Reliance Industries Limited is just one such example. Airtel mCommerce Services Limited is a wholly-owned subsidiary of Bharti Airtel Limited and the systemic importance of Bharti Airtel Limited[4] cannot be ignored. Aditya Birla Nuvo Limited is a part of the Aditya Birla Group of companies which also comprises of Grasim Industries Limited and the systemic importance of Grasim Industries Limited cannot be ignored.
Other systemically important banks continue to feature in the list either through a direct association or through an indirect association with the payments bank licensee. For instance, Reliance has tied up with State Bank of India (SBI) – India’s largest lender – where Reliance will hold 70 per cent of the joint venture leaving 30 per cent to SBI.[5]  In a similar move, Kotak Mahindra is expected to pick up 19.90 per cent in the payments bank licensee approved Airtel mCommerce Services Limited.[6] ICICI Bank holds a stake in Fino PayTech Limited while at least eleven public and private bankers own stakes in NSDL including SBI, Deutsche Bank AG, HDFC Bank and Citibank.[7] Systemic importance of State Bank of India, Kotak Mahindra Bank, ICICI Bank, amongst others, cannot not be ignored.
Besides, the potential macro-prudential risks, there is also the potential micro-prudential risks associated with the `limited liability’ of the promoters. It is good to learn that there was a thorough investigation done on the soundness of the promoters. However, diversifying the portfolio of systemically important firms can also lead to management taking undue risks and practising unhealthy activities.[8]

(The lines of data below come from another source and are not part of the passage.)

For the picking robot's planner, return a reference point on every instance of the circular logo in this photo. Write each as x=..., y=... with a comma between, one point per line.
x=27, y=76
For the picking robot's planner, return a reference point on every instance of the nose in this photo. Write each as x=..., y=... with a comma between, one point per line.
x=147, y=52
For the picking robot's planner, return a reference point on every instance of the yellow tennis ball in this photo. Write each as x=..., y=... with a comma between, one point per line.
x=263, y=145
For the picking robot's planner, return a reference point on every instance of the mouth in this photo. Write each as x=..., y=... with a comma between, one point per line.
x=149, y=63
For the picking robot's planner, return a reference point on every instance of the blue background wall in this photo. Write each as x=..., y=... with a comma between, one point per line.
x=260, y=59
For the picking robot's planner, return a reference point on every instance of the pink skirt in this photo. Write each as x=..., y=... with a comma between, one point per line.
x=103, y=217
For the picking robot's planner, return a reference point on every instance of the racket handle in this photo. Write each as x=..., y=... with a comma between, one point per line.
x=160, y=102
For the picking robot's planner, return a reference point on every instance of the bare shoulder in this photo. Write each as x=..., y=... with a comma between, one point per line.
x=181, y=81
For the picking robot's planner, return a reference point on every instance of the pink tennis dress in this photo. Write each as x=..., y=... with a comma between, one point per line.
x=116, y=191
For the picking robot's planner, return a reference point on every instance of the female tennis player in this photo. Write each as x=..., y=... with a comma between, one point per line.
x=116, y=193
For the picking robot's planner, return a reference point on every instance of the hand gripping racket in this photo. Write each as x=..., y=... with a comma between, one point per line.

This has led to questioning whether the intention of RBI is too further financial inclusion or provide an insurance to industrial houses that are inflicted with the “too big to fail” or the “too interconnected to fail” syndrome? Is the new system solving the problem of financial inclusion or creating additional risks in the financial system through a fancy (complicated) banking structure?

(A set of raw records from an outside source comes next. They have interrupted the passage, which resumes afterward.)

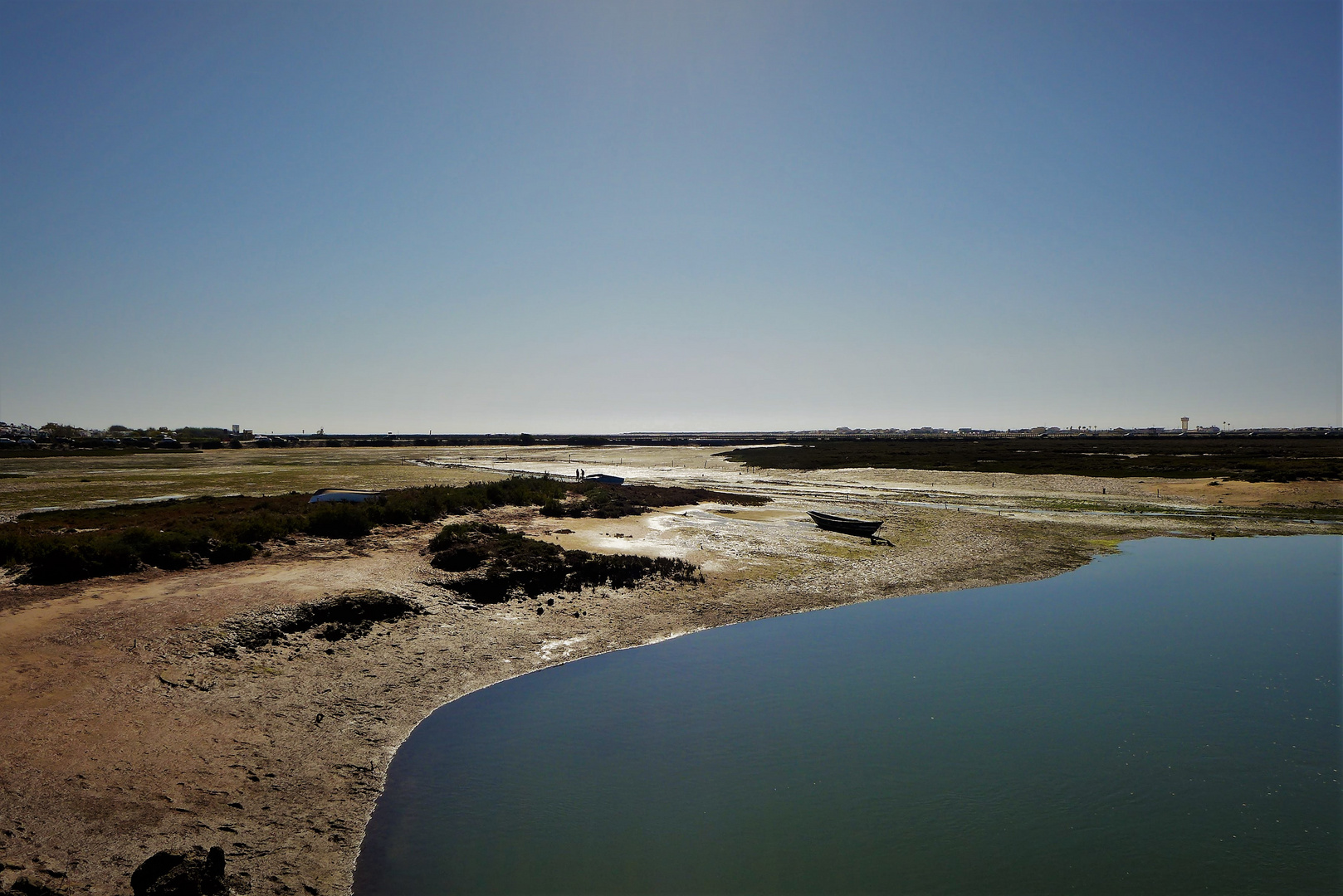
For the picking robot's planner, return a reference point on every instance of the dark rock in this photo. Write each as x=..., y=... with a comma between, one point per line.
x=167, y=874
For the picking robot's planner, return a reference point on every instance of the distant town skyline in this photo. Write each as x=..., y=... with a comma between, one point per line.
x=671, y=217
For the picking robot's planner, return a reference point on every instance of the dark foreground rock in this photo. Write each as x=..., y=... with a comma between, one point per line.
x=337, y=617
x=167, y=874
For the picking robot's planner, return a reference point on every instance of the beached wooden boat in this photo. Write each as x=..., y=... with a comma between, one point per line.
x=845, y=524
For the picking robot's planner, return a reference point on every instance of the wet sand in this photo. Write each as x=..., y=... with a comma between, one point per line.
x=125, y=733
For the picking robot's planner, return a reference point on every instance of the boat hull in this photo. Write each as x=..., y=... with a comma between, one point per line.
x=865, y=528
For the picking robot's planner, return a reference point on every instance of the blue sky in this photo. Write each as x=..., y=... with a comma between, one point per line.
x=590, y=217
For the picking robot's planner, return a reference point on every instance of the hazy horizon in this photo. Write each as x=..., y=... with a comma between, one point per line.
x=693, y=217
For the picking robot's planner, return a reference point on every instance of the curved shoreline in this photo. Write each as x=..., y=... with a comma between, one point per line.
x=125, y=733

Since the issue of small-bank license is on its way, it wouldn’t be a bad idea for the Reserve Bank of India to consider the systemic importance of the applicants. Besides, naming systemically important banks is not the solution given the incorporation of other financial and non-financial firms in the apparent new banking structure of India.

[1] One of the key features of the Payment Banks guidelines states “the objective of setting up of payment banks will be to further financial inclusion by providing (i) small saving accounts; and (ii) payments/remittance services to migrant labour workforce, low income households, small businesses, other unorganized sector entities and other users” (RBI releases Guidelines for Licensing of Payment Banks’ released on 27th November, 2014).

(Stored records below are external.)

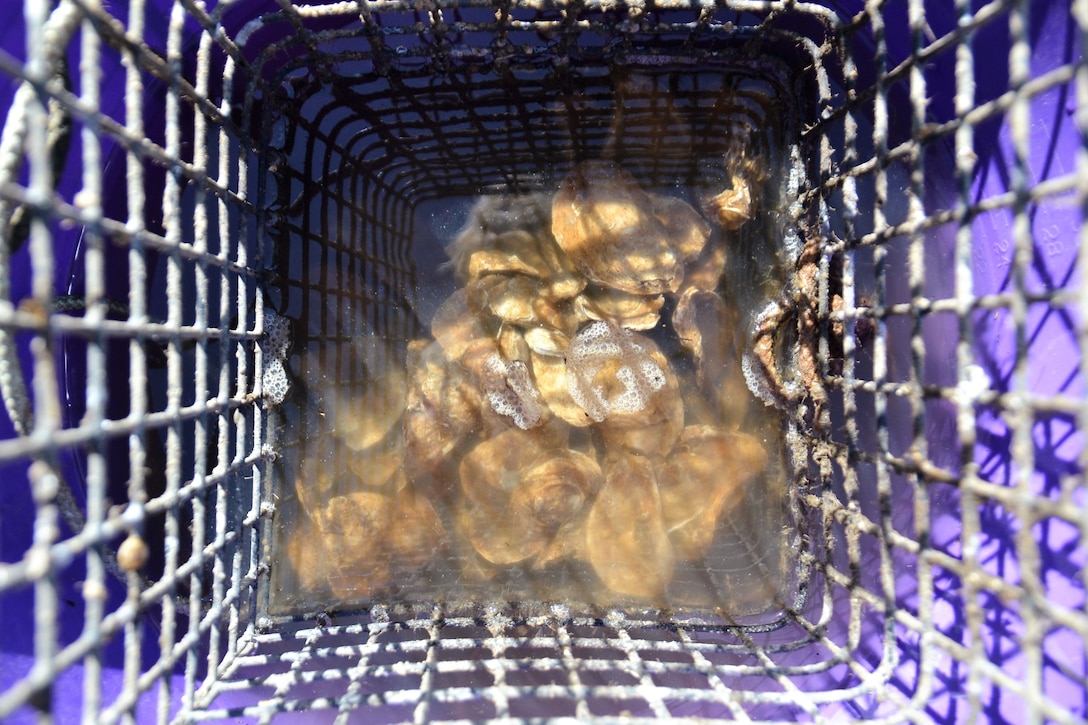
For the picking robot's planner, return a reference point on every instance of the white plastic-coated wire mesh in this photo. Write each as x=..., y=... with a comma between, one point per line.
x=177, y=179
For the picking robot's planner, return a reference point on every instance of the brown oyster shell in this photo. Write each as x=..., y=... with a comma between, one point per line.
x=501, y=538
x=732, y=208
x=416, y=533
x=620, y=308
x=443, y=408
x=626, y=539
x=605, y=223
x=685, y=228
x=554, y=490
x=705, y=475
x=707, y=327
x=549, y=371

[2] Aggarwal, N., Arora, S., Bhel, A., Grover, R., Khanna, S., and Thomas, S. 2013. A systemic approach to identify systemically important firms. IGIDR Working Paper WP-2013-021.

[3] Market capitalization of Reliance Industries Limited is approximately an average of 19 per cent of India’s GDP for the period July 2006 to October 2012.

[4] Market capitalization of Bharti Airtel Limited is approximately 10 per cent of India’s GDP for the period July 2006 to October 2012.

[5] http://articles.economictimes.indiatimes.com/2015-02-02/news/58711547_1_bank-licence-payments-bank-ril-and-sbi

[6] http://articles.economictimes.indiatimes.com/2015-01-29/news/58586564_1_airtel-m-commerce-services-bharti-airtel-airtel-money

[7] http://qz.com/483059/everything-you-need-to-know-about-indias-brand-new-payments-banks/

[8] The role of micro-prudential risks in the global financial crisis of 2008-09 has been discussed at length. The same can be read in my new book titled `Balancing the Regulation and Taxation of Banking‘.